O Irã é um dos poucos países em que atos com pessoas do mesmo sexo são punidos com a morte. Clérigos, no entanto, aceitam a ideia de que uma pessoa pode estar presa em um corpo do sexo errado. Lésbicas e gays podem ser forçados a se submeter a uma cirurgia de readequação sexual (mudança de sexo) – e para evitar isso, muitos fogem do país.
Criado no Irã, Donya manteve seu cabelo raspado ou curto e usava bonés em vez de lenços. Chegou a visitar um médico para tentar interromper sua menstruação.
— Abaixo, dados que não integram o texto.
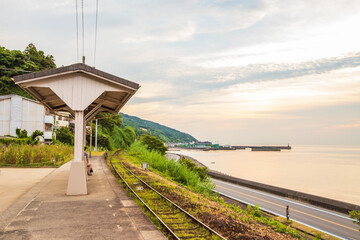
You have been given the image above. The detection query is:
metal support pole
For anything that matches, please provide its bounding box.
[89,120,92,158]
[286,205,290,221]
[74,111,84,162]
[95,119,97,152]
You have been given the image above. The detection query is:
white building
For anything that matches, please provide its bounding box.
[0,94,54,141]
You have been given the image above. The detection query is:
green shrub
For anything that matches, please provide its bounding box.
[0,138,30,146]
[349,210,360,231]
[140,134,168,155]
[0,144,74,167]
[179,158,208,180]
[55,127,74,145]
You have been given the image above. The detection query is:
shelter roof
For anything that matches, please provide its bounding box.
[14,63,140,119]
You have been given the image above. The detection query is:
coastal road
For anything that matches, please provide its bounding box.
[212,179,360,240]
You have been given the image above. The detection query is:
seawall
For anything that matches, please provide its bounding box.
[178,154,360,214]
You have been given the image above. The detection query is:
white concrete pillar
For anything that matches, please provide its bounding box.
[95,119,97,152]
[10,95,23,136]
[74,111,85,162]
[66,111,87,195]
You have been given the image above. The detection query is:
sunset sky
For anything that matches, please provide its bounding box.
[0,0,360,145]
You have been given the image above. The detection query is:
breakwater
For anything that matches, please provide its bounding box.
[177,154,360,214]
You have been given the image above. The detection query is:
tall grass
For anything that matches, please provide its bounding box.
[0,144,74,167]
[127,141,215,195]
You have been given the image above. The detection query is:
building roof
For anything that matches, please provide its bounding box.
[14,63,140,119]
[14,63,140,89]
[0,94,40,104]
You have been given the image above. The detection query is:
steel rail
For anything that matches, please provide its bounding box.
[111,160,226,240]
[110,159,181,240]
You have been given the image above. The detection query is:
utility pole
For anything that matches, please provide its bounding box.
[286,205,290,221]
[89,120,92,158]
[94,119,97,152]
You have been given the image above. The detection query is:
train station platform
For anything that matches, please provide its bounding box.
[0,157,166,240]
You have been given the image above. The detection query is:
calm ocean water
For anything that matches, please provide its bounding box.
[169,146,360,205]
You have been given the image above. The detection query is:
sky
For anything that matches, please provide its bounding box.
[0,0,360,146]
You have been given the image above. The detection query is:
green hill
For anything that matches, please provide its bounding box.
[121,113,197,143]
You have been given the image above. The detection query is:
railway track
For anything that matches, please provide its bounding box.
[111,157,225,240]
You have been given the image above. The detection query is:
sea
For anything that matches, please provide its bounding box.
[170,146,360,205]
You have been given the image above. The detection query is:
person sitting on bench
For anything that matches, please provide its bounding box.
[84,147,92,176]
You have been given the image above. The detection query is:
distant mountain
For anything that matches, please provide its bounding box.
[121,113,197,143]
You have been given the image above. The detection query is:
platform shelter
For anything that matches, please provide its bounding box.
[14,63,140,195]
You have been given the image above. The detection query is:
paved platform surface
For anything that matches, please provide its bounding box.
[0,168,56,213]
[0,157,166,240]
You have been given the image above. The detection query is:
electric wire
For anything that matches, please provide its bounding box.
[94,0,99,67]
[81,0,85,59]
[76,0,79,61]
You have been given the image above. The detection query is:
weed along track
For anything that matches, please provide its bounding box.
[111,158,225,239]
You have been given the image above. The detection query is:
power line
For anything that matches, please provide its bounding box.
[76,0,79,61]
[81,0,85,63]
[94,0,99,67]
[0,67,34,72]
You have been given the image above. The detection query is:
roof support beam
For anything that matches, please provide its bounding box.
[85,100,104,121]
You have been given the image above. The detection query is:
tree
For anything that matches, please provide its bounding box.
[123,127,136,147]
[96,113,122,133]
[55,127,74,145]
[30,130,44,145]
[0,43,56,98]
[140,134,168,155]
[349,210,360,231]
[15,128,27,138]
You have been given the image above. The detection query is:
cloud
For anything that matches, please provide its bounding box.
[335,122,360,128]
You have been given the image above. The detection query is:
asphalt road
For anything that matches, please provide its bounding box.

“Eu era muito jovem e realmente não me entendia”, diz. “Pensei que se pudesse parar minha menstruação, ficaria mais masculina”.
Se policiais pedissem sua identidade e notassem que ela era mulher, diz, iriam censurar-lhe: “Por que você está assim? Vá mudar seu sexo”.
Esta tornou-se sua ambição. “Eu estava sob tanta pressão que queria mudar meu sexo o mais rápido possível”, diz.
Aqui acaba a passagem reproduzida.